4 Of the 79 reservations that have state trust lands within their boundaries, tribes living on 49 of them have received federal Tribal Climate Resilience awards since 2011. 

Tribal Climate Resilience awards are designed to fund and assist tribes in creating adaptation plans and conducting vulnerability and risk assessments as climate change increasingly threatens their homes. But with the existence of state trust lands inside reservation boundaries, coupled with state-driven resource extraction, many tribal governments face hard limits when trying to enact climate mitigation policies — regardless of how much money the federal government puts toward the problem.

5 Some states are attempting to create systems for returning trust lands to Indigenous control and in other states, land exchanges have already occurred or are in-progress.

State agencies can exchange trust lands on reservations for federal lands off-reservation, but the process is complicated by the state’s obligation to produce as much money as possible from trust lands for its beneficiaries.
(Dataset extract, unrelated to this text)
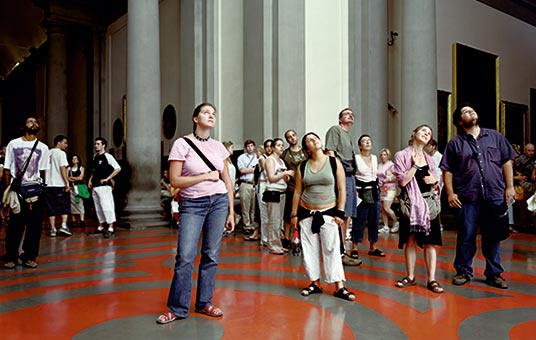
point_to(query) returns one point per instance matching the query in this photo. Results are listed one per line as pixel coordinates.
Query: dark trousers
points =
(30, 220)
At the forefront are Washington, which is currently implementing legislation to return lands, and North Dakota, which is moving new legislation through Congress for the same purpose. But because of the lands’ value and the states’ financial obligations, it’s difficult to transfer complete jurisdiction back to Indigenous nations. Trust lands must be swapped for land of equal or greater value, which tends to mean that a transfer is only possible if the land in question doesn’t produce much revenue.